Der frühere DFB-Präsident Theo Zwanziger erneuerte derweil seine Kritik an Franz Beckenbauer. "Er war keine Privatperson, sondern DFB-Repräsentant, der an Recht und Satzung gebunden war", kritisierte Zwanziger in der "Bild am Sonntag" Beckenbauers Verhalten während der WM-Bewerbung und der späteren Organisation des Turniers: "Er war verantwortlich für seine Unterschrift."

Zwanziger hatte den "Spiegel" mit Informationen versorgt und die Affäre ins Rollen gebracht. Beckenbauer zeigte sich deshalb im "SZ"-Interview enttäuscht von Zwanziger, einem "früheren Freund". Der sagte dazu in der "BamS": "Wenn Freundschaft daraus besteht, Fehlverhalten zu decken und die Öffentlichkeit zu täuschen, dann ist sie nichts wert."

Sammer lobt Niersbach, Fifa kritisiert

In München sieht man das anders, das hatte vor Sammer auch schon Vorstandsboss Karl-Heinz Rummenigge klargemacht. "Ich bin kein Insider in dieser nicht sehr sympathischen Geschichte. Aber Franz Beckenbauer war mein Trainer, mein Kapitän und Präsident. Er hat für den FC Bayern Überragendes geleistet. Wenn ein Freund in Schwierigkeiten ist, dann muss man ihm zur Seite stehen. Und das werden wir beim FC Bayern auch tun."

Mit Blick auf Sammer scheint das auch für Ex-Präsident Wolfgang Niersbach zu gelten. Dessen Rücktritt in Folge des Skandals bedauerte Sammer im ZDF ausdrücklich - obwohl der Ex-DFB-Präsident vor seinem Abgang die Öffentlichkeit und auch seine Präsidiumskollegen offenbar wochenlang gezielt belogen und versucht hatte, die Affäre zu vertuschen. Für Sammer bescheinigte Niersbach hingegen, als DFB-Präsident "eine gute, verlässliche und loyale Figur abgegeben" zu haben.
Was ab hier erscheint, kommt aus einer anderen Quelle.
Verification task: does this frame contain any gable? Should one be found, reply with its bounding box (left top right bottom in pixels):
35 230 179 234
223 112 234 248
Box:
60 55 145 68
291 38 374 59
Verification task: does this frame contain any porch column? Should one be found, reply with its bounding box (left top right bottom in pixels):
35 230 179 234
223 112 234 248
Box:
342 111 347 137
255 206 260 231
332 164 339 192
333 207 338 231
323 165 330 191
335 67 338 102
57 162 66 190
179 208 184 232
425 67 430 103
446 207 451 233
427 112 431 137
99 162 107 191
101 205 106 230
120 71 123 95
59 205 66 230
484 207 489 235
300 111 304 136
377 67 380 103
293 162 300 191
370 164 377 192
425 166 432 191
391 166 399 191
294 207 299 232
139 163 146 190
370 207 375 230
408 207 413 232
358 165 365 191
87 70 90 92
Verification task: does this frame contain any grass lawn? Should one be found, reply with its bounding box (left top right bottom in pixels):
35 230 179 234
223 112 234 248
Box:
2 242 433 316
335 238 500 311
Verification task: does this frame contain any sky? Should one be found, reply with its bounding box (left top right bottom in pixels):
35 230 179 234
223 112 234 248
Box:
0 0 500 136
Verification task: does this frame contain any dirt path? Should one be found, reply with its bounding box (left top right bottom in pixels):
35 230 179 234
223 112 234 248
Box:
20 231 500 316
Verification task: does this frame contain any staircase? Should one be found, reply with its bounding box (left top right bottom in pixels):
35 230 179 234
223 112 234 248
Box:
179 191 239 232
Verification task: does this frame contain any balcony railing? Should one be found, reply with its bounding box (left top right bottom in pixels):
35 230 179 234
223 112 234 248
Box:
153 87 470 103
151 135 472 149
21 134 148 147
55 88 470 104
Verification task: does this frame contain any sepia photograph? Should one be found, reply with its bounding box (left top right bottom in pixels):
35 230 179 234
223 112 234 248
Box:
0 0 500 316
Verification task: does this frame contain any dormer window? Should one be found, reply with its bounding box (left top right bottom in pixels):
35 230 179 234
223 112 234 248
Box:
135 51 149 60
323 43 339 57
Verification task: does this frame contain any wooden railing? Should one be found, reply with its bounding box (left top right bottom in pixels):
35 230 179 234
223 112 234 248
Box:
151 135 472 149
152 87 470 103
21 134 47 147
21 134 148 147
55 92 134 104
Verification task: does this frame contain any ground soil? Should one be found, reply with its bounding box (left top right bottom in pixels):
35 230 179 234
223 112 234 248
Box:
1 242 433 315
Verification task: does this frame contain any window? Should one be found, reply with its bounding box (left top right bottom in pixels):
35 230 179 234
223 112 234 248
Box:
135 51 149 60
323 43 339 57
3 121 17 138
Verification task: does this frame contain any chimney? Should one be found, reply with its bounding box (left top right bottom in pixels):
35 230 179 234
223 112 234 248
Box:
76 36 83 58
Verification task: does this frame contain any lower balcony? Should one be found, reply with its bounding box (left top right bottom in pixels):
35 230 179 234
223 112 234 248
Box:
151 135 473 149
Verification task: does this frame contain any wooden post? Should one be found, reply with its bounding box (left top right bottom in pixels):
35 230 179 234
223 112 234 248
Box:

Derweil regt sich im korruptionsgeschüttelten Fußball-Weltverband Fifa Widerstand gegen die deutsche Fußball-Logik, dass Niersbach als DFB-Präsident nicht mehr tragbar ist, als Mitglied in den Exekutiven der Fifa und auch der Europäischen Fußball-Union Uefa aber schon. Das berichtet die "Welt am Sonntag" und zitiert einen namentlich nicht genannten Fifa-Funktionär: "Konsequenzen kann man nicht teilweise ziehen, sondern ganz oder gar nicht. Herr Niersbach muss seine Ämter niederlegen."